Ruler of the Chera Kingdom
- Reign: c. 883/84—c. 895 AD
- Predecessor: Rama Rajasekhara
- Successor: Goda Goda (or) Kerala Kesari
- Spouse: Kizhan Adikal Ravi Neeli
- Issue: Kizhan Adikal Ravi Neeli;
- House: Chera (medieval Kerala)
- Religion: Hinduism

= Vijayaraga =

Vijayaraga (fl. c. 849—895 AD), also known as Jayaraga, was a Chera ruler of medieval Kerala who reigned from c. 883/84 to c. 895 AD. The period of Vijayaraga likely witnessed the expansion of medieval Chera influence into the neighboring Ay and Ezhimala countries (southern and northern Kerala).

Vijayaraga appears as a royal prince as early as the fifth regnal year of the Chera king Sthanu Ravi Kulasekhara (c. 849 AD). Records indicate that he married Kulasekhara's daughter, called "Kizhan Adikal Ravi Neeli". An inscription referring to this princess has been discovered in the southern Ay country. It is also possible that Vijayaraga was the nephew (sister's son) of Kulasekhara. Vijayaraga's daughter, "Ravi Neeli" or "Kizhan Adikal ", was married to the Chola king Parantaka I.

Vijayaraga was formerly identified with king Goda Ravi (r. 905/06—c. 943/44) of the medieval Chera dynasty of Kerala.

== Sources ==
=== Inscriptions ===
- Quilon Syrian copper plates (849 AD) — Mentioned as the royal prince (the Koyil Adhikarikal) under king Sthanu Ravi (r. 844/45—c. 870/71 AD).
- Thirunandikkara inscription — inscription of a medieval Chera princess (the Kizhan Adikal Ravi Neeli), the wife of Vijayaraga and the daughter of Kulasekhara.
- Thiruvotriyur inscription (936 AD, 29th regnal year) — inscription of a medieval Chera princess (Kizhan Adikal alias Ravi Neel), the wife of the Chola king Parantaka I and the daughter of the Chera or Kerala ruler "Vijayaraga".

=== Battle with the Ezhimala rulers ===
Vijayaraga is likely the same ruler described as the Kerala king "Jayaraga" in the Mushika Vamsa Kavya, an 11th-century dynastic chronicle from the northern Ezhimala country. According to the kavya, Jayaraga married the daughter of Kunchi Varma, the Ezhimala ruler of that period.

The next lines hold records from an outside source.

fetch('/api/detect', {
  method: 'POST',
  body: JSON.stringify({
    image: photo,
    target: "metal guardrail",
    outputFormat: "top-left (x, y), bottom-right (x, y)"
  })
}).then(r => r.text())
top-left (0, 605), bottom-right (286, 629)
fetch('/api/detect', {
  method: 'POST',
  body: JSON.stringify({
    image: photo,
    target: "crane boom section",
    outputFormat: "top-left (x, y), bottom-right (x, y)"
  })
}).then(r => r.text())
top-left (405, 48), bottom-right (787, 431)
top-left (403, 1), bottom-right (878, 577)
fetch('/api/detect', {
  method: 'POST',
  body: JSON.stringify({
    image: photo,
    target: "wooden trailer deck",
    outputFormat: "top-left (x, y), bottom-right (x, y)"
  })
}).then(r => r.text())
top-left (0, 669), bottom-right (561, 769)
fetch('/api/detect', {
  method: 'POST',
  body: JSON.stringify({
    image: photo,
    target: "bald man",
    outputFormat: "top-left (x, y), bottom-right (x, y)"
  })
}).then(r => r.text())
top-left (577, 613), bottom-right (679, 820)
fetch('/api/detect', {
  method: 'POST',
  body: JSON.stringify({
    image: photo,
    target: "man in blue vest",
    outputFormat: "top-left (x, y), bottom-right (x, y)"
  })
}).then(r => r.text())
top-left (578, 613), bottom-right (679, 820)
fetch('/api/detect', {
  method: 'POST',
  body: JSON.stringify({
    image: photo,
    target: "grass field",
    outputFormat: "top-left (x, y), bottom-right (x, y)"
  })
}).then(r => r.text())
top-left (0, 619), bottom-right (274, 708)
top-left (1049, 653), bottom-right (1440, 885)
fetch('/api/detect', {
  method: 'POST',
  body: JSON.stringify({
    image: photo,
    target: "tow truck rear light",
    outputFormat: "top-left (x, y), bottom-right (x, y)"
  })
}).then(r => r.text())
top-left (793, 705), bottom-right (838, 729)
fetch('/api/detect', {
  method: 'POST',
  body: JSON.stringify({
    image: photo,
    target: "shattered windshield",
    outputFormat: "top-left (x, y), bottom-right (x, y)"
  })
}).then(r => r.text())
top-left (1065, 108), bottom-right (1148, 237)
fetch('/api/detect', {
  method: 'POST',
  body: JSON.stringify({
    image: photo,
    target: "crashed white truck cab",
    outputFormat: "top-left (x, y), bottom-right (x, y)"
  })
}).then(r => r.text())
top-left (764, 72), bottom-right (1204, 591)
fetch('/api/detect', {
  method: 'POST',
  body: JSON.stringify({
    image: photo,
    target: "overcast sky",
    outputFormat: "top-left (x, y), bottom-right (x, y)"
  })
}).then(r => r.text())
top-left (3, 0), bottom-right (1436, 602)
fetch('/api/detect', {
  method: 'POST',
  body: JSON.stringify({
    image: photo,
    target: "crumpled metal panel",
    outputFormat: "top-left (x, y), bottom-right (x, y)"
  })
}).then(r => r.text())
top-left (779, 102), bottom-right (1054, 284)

The text also states that Vijayaraga later led a military expedition to the Ezhimala country against his brother-in-law Ishana, with the opposing forces reportedly meeting on the banks of the Parassini or Kottappuzha river. It was apparently Goda Varma "Keralaketu", the son of Jayaraga, who eventually re-established an uneasy peace between the two countries, with Jayaraga receiving tribute.